Let X be an $n\times n$-matrix of the form $X(x)=\left (f _{ij}(x) \right )$, where the functions $f _{ij}:V_{K}^{n}\rightarrow \mathbf{K}$ are analytic, and let $Y$ be in $GL_{n}(\mathbf{K})$. Show that the derivative $(Y^{-1}XY)'$ of the function $Y^{-1}XY:V_{K}^{n}\rightarrow M_{n}( \mathbf{K})$, which takes x to $Y^{-1}X(x)Y$, is equal to $Y^{-1}X'(x)Y$ by using the following definition:
Definition: Let $U$ be an open subset of $\mathbf{K}^{n}$ and let $$f:U\rightarrow \mathbf{K}^{m}$$ be a function.If there exists a linear map $g:\mathbf{K}^{n}\rightarrow \mathbf{K}^{m}$ such that $$\lim_{\left \| h \right \|\rightarrow 0}\frac{\left \| f(x+h)-f(x)-g(h) \right \|}{\left \| h \right \|}=0,$$ where $\left \| h \right \|=max_{i}\left | h_{i} \right |$,we say that f is differentiable at x and $f'(x)=g$.

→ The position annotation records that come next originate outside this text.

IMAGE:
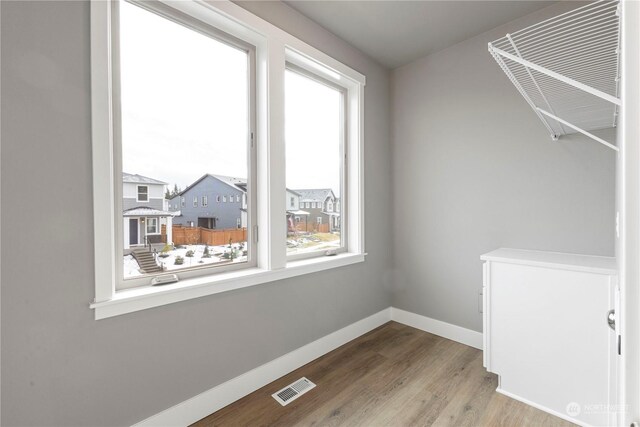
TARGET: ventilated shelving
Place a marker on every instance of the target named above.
(567, 68)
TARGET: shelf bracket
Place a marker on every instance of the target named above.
(576, 128)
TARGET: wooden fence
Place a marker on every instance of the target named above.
(312, 227)
(198, 235)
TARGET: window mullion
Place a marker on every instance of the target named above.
(271, 169)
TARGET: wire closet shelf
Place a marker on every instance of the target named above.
(567, 68)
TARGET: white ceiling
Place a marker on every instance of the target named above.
(398, 32)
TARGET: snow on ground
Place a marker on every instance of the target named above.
(131, 268)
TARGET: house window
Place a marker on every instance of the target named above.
(315, 122)
(149, 120)
(143, 193)
(152, 225)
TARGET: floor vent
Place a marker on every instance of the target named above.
(293, 391)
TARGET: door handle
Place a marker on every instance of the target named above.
(611, 319)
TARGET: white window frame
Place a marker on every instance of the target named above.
(274, 49)
(138, 199)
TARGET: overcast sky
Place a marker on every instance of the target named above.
(178, 132)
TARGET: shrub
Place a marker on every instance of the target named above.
(206, 253)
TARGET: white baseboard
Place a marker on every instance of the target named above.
(542, 408)
(437, 327)
(212, 400)
(206, 403)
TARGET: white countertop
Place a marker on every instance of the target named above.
(576, 262)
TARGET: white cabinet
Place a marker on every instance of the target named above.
(546, 332)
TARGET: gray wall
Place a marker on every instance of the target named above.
(61, 367)
(475, 170)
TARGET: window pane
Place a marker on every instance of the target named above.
(313, 134)
(184, 124)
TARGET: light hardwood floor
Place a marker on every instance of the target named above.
(393, 376)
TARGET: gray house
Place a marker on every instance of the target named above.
(213, 201)
(143, 210)
(322, 206)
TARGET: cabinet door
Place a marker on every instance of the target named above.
(550, 341)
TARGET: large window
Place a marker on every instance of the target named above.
(184, 114)
(314, 141)
(192, 98)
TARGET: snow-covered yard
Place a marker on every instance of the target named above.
(131, 268)
(312, 242)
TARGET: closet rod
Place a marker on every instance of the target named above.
(557, 76)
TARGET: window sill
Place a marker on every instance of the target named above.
(138, 299)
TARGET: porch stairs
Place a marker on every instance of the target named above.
(146, 261)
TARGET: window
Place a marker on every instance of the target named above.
(315, 123)
(149, 120)
(143, 193)
(152, 225)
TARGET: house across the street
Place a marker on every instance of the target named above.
(322, 205)
(143, 210)
(212, 201)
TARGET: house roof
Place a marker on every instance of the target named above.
(231, 181)
(315, 195)
(139, 179)
(144, 211)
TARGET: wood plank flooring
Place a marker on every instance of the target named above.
(393, 376)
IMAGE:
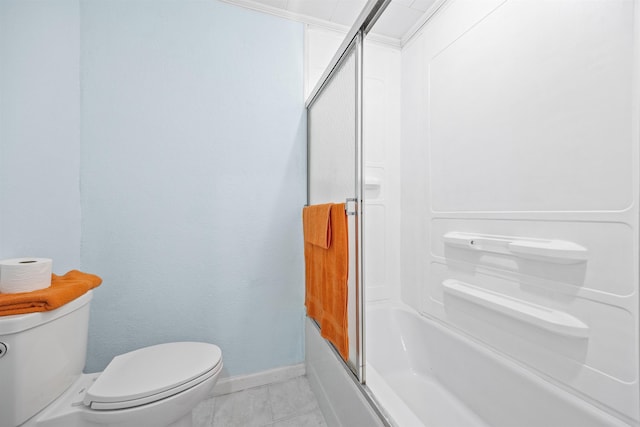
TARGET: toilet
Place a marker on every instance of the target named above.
(42, 356)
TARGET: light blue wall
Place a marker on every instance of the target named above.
(40, 131)
(193, 179)
(161, 145)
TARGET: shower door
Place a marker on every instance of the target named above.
(334, 118)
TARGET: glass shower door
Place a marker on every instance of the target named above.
(335, 170)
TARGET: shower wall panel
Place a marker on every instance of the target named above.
(520, 186)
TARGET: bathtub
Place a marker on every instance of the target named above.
(424, 374)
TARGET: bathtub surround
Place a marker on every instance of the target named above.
(192, 170)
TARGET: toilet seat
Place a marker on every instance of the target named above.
(152, 373)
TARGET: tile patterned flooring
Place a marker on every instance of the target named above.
(285, 404)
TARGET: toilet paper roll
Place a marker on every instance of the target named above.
(24, 274)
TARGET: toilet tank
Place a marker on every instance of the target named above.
(45, 353)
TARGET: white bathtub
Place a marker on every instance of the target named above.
(424, 374)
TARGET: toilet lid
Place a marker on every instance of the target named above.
(153, 373)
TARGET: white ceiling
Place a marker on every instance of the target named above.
(399, 17)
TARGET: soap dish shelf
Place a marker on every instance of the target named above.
(554, 251)
(539, 316)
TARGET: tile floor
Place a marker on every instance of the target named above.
(285, 404)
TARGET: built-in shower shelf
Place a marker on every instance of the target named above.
(555, 251)
(546, 318)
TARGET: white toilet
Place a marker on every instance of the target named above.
(41, 382)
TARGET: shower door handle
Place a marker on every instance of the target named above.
(351, 206)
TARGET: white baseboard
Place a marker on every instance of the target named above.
(243, 382)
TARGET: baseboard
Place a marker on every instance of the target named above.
(243, 382)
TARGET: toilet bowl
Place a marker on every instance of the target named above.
(155, 386)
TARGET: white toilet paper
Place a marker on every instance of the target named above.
(24, 275)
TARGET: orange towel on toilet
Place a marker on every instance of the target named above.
(63, 289)
(326, 250)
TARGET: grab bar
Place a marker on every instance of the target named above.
(555, 251)
(546, 318)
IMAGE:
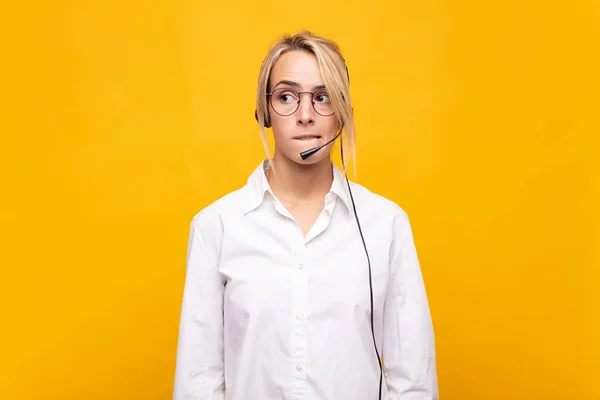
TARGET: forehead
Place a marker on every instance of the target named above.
(297, 66)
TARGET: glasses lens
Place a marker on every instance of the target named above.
(322, 103)
(284, 101)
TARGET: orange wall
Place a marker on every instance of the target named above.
(121, 119)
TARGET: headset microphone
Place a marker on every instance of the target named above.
(307, 153)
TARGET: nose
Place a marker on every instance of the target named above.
(305, 114)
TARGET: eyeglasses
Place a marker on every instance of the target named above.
(286, 101)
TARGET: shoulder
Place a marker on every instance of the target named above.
(210, 217)
(377, 205)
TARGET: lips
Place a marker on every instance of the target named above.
(308, 137)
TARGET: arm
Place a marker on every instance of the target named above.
(408, 339)
(199, 373)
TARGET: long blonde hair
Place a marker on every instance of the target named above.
(335, 76)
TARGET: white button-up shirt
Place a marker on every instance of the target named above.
(269, 314)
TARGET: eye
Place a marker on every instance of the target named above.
(322, 97)
(287, 97)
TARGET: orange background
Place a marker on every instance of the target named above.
(122, 119)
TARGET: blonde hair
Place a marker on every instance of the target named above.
(335, 76)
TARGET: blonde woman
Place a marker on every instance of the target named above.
(303, 285)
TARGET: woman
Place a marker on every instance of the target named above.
(287, 294)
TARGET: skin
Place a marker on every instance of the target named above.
(301, 185)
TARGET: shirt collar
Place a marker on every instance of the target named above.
(258, 184)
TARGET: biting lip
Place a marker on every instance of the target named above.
(307, 137)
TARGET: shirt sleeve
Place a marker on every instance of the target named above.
(408, 340)
(199, 373)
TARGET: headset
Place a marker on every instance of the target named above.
(307, 153)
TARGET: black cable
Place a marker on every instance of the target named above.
(369, 262)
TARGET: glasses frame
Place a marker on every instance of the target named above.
(312, 96)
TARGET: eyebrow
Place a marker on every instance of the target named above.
(296, 84)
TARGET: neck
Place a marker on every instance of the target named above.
(295, 183)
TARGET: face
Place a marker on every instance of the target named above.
(304, 129)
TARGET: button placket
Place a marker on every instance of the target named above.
(298, 317)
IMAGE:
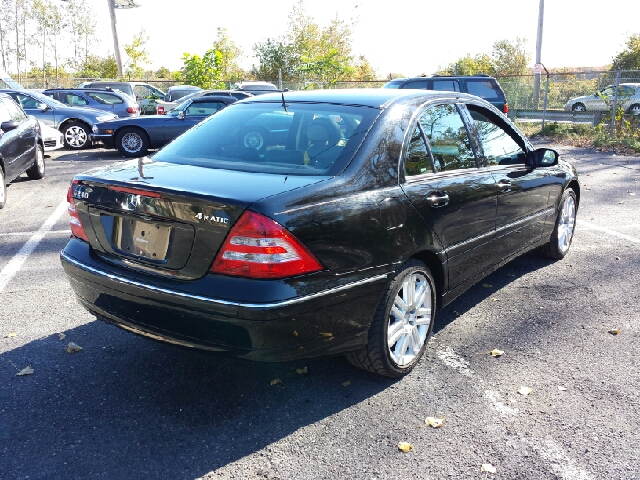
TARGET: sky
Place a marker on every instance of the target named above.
(409, 37)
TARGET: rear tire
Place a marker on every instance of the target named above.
(560, 241)
(37, 171)
(402, 324)
(132, 142)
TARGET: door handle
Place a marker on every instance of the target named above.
(437, 199)
(504, 186)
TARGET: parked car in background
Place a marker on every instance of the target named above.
(361, 214)
(602, 101)
(482, 86)
(74, 123)
(165, 107)
(52, 139)
(143, 93)
(133, 137)
(109, 100)
(21, 147)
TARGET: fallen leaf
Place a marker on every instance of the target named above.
(434, 422)
(73, 348)
(406, 447)
(487, 467)
(25, 371)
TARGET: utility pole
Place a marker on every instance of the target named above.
(114, 30)
(537, 72)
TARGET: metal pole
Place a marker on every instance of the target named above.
(114, 30)
(615, 102)
(546, 93)
(536, 79)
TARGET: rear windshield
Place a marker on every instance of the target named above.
(304, 139)
(484, 89)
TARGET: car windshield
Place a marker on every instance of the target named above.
(301, 139)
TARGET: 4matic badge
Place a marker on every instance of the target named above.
(213, 218)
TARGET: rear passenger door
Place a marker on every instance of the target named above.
(455, 197)
(523, 191)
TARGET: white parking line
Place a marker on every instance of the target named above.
(613, 233)
(27, 249)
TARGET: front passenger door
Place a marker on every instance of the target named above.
(454, 197)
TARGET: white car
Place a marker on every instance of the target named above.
(628, 100)
(52, 138)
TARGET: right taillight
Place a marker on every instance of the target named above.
(258, 247)
(77, 230)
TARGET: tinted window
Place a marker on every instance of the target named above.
(417, 160)
(483, 88)
(5, 116)
(448, 138)
(306, 139)
(106, 98)
(498, 146)
(14, 111)
(446, 85)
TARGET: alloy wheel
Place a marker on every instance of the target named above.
(566, 223)
(409, 319)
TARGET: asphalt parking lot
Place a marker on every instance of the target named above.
(129, 407)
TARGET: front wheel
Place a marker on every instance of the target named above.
(76, 135)
(36, 172)
(562, 235)
(402, 324)
(132, 142)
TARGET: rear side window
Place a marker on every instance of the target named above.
(448, 138)
(106, 98)
(483, 89)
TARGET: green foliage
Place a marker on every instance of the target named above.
(507, 58)
(203, 72)
(629, 58)
(137, 53)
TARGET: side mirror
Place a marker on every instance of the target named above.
(10, 125)
(544, 157)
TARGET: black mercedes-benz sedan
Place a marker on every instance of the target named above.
(301, 224)
(134, 136)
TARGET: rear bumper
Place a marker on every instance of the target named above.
(278, 330)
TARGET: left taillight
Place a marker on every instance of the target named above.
(77, 230)
(258, 247)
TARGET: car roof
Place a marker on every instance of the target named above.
(369, 97)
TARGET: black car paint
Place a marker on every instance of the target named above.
(362, 224)
(18, 144)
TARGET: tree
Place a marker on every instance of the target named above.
(203, 72)
(629, 58)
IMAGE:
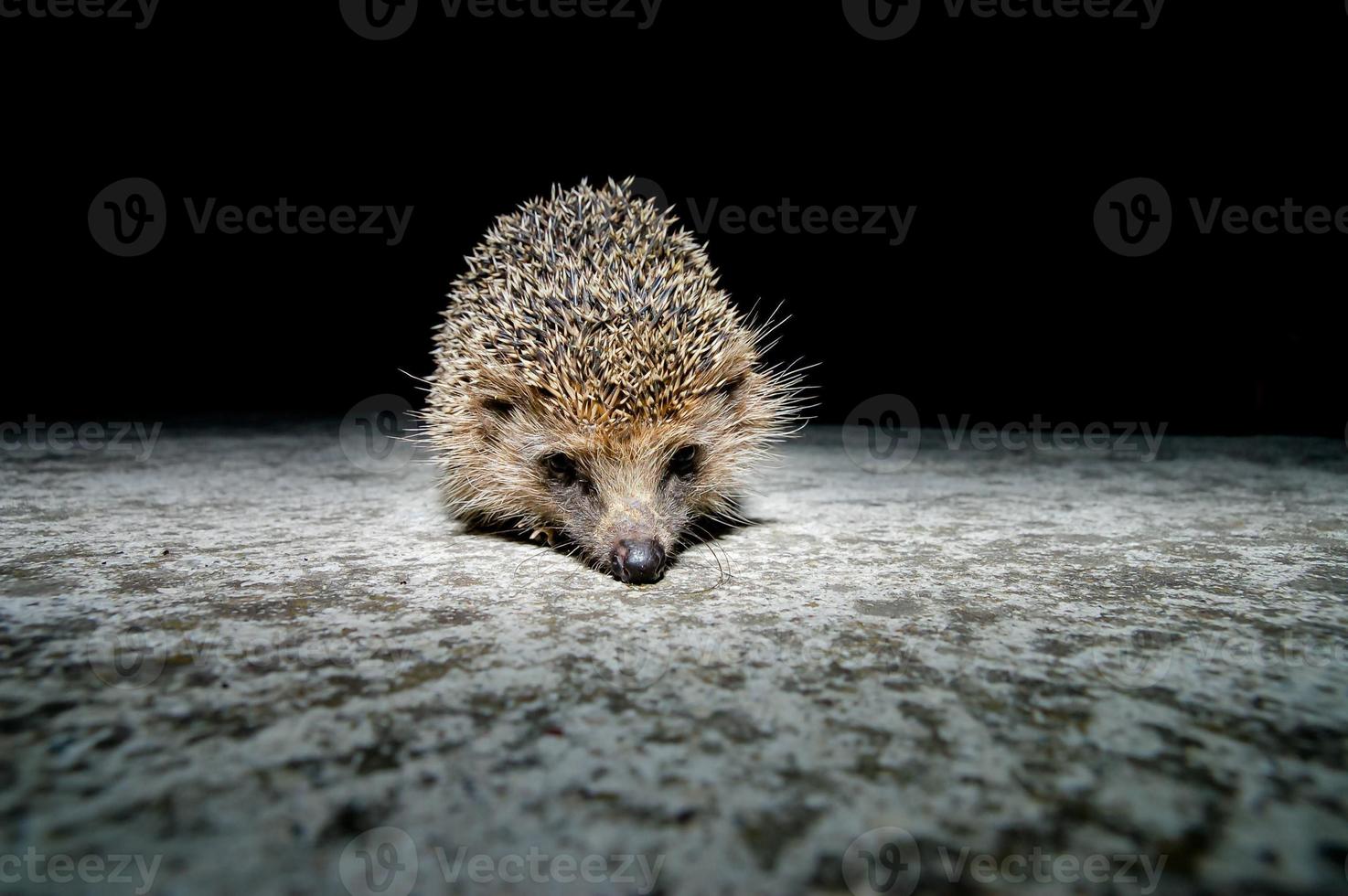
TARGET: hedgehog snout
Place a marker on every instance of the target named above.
(637, 560)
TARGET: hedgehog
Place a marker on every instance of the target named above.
(596, 389)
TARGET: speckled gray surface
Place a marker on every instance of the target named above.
(1017, 654)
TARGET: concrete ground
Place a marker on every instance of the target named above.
(258, 662)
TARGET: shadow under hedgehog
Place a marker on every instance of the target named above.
(594, 389)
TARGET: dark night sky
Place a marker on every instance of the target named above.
(1001, 302)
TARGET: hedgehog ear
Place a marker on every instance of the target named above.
(731, 389)
(497, 406)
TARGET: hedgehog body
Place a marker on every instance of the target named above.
(594, 383)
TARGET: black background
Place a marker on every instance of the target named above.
(1003, 304)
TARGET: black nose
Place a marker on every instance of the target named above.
(637, 562)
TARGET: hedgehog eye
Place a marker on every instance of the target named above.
(561, 468)
(562, 471)
(684, 464)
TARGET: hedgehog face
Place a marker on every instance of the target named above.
(623, 496)
(594, 380)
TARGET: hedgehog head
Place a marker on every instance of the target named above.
(594, 383)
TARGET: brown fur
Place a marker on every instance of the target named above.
(588, 326)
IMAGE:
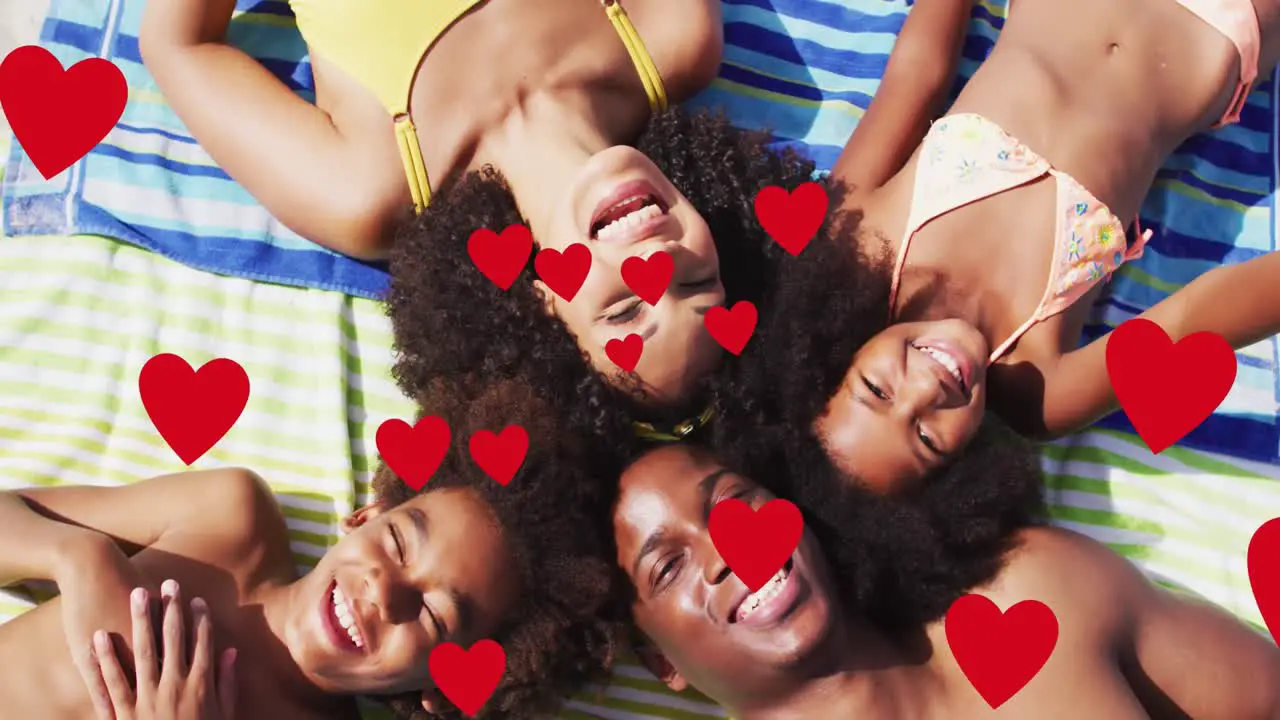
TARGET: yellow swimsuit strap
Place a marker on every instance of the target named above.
(645, 67)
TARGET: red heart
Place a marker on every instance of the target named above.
(755, 543)
(192, 409)
(59, 115)
(649, 278)
(625, 352)
(1000, 652)
(501, 455)
(732, 328)
(467, 677)
(791, 219)
(414, 452)
(1265, 573)
(565, 272)
(501, 258)
(1168, 390)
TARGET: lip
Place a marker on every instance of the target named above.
(338, 637)
(963, 359)
(620, 194)
(792, 593)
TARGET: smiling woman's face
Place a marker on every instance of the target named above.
(400, 582)
(622, 206)
(721, 637)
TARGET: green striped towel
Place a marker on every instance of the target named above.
(81, 314)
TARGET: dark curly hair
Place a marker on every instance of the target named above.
(567, 625)
(906, 557)
(452, 323)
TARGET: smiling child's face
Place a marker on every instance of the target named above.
(400, 582)
(914, 396)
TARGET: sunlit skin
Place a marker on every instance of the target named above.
(897, 414)
(1105, 92)
(686, 596)
(677, 349)
(433, 569)
(1125, 650)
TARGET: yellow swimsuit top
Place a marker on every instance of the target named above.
(382, 42)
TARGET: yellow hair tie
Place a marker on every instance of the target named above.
(645, 431)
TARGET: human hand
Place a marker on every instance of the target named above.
(94, 575)
(178, 692)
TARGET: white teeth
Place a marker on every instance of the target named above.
(342, 610)
(946, 360)
(627, 220)
(755, 600)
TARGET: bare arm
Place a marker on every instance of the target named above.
(282, 149)
(1239, 302)
(919, 74)
(60, 525)
(1179, 657)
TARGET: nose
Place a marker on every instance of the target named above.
(393, 600)
(714, 570)
(918, 393)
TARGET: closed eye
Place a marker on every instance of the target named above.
(666, 569)
(624, 315)
(707, 283)
(928, 442)
(440, 632)
(874, 388)
(400, 546)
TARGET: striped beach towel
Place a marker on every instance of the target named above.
(152, 185)
(803, 68)
(808, 68)
(78, 318)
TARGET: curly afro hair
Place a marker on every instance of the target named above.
(567, 625)
(904, 557)
(452, 323)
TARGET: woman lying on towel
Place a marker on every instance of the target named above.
(476, 105)
(858, 632)
(888, 358)
(462, 560)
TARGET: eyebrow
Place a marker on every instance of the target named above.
(419, 520)
(922, 460)
(704, 488)
(465, 606)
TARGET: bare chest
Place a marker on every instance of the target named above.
(39, 679)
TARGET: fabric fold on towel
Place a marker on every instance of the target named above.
(150, 183)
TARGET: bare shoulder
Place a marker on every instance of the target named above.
(237, 506)
(686, 39)
(1088, 586)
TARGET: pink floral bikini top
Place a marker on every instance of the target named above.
(967, 158)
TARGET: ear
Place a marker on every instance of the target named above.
(548, 296)
(360, 516)
(657, 662)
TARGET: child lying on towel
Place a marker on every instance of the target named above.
(462, 560)
(976, 245)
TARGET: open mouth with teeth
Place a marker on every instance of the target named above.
(950, 363)
(341, 620)
(772, 602)
(615, 220)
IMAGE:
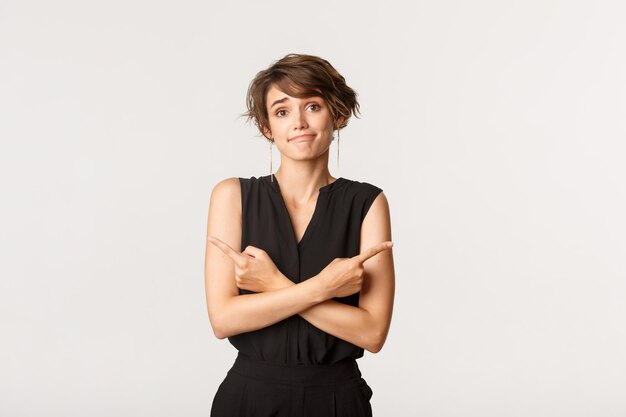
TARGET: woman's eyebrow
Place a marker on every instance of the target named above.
(279, 101)
(282, 100)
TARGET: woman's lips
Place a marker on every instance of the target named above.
(301, 138)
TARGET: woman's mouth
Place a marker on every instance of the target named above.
(301, 138)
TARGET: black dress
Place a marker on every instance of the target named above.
(293, 353)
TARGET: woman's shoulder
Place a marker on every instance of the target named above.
(227, 190)
(364, 187)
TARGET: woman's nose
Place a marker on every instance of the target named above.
(300, 120)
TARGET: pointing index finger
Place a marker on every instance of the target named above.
(374, 250)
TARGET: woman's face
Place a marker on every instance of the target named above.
(302, 128)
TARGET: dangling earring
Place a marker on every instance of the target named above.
(337, 148)
(271, 147)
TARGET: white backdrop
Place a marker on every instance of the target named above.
(495, 128)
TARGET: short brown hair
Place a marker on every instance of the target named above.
(301, 76)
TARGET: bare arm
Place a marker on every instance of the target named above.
(368, 324)
(231, 313)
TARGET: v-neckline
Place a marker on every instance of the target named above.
(307, 231)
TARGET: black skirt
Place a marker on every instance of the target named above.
(255, 388)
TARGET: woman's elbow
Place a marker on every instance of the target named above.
(219, 330)
(375, 342)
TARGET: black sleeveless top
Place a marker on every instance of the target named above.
(333, 232)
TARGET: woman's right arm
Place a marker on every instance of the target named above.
(229, 312)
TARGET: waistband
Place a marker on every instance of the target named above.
(299, 374)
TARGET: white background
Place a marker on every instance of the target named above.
(495, 128)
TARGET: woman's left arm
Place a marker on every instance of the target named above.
(368, 324)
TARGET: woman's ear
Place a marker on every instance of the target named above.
(339, 122)
(267, 133)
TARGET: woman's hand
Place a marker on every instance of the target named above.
(254, 269)
(344, 276)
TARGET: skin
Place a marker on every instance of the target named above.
(303, 170)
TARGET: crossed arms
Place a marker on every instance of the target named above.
(276, 298)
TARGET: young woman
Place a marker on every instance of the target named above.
(298, 271)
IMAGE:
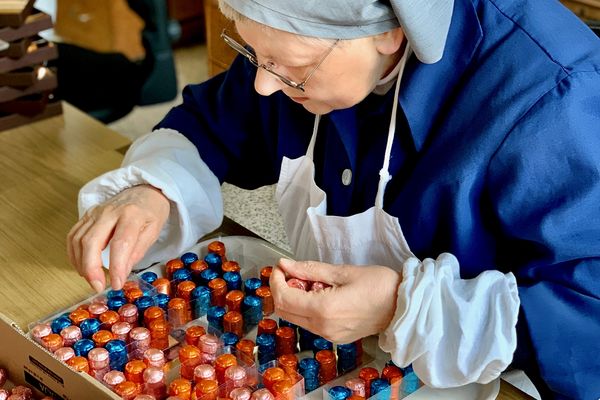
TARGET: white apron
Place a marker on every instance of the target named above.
(372, 237)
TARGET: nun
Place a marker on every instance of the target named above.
(436, 164)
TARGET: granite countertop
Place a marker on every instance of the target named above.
(256, 210)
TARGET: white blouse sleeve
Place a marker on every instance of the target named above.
(168, 161)
(454, 331)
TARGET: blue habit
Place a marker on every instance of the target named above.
(496, 160)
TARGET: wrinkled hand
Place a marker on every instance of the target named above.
(131, 221)
(360, 302)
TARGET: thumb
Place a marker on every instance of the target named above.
(314, 271)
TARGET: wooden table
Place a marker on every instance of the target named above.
(42, 168)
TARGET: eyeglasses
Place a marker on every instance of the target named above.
(269, 65)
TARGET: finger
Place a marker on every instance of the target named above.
(92, 243)
(122, 244)
(91, 257)
(314, 271)
(77, 244)
(71, 244)
(289, 300)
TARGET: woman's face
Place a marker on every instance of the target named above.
(346, 76)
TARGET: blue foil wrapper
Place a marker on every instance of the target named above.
(346, 357)
(83, 346)
(229, 339)
(180, 275)
(213, 261)
(380, 385)
(117, 352)
(252, 311)
(162, 300)
(215, 317)
(266, 348)
(200, 301)
(89, 326)
(321, 344)
(114, 303)
(207, 275)
(250, 286)
(189, 258)
(149, 277)
(115, 293)
(309, 369)
(143, 303)
(339, 392)
(233, 279)
(60, 323)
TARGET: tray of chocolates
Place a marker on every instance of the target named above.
(202, 326)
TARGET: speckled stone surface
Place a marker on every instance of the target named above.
(257, 211)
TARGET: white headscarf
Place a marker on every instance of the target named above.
(425, 22)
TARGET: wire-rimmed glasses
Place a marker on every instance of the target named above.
(269, 65)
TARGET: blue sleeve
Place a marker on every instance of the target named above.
(546, 180)
(232, 126)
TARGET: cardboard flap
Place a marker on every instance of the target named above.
(31, 365)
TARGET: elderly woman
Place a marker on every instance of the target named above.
(465, 129)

The derivative of the function $$ g:X \mapsto Y^{-1}XY $$ can be found by noting that $$ g(X+H) - g(X) = Y^{-1}(X+H)Y - Y^{-1}XY = Y^{-1} HY $$ So that the derivative of $g$ can be defined by $$ [g'(X)](H) = Y^{-1} HY $$ By the chain rule, we have $$ D [g(X(x))] = [[Dg](X(x))](X'(x)) = Y^{-1}X'Y $$ as desired.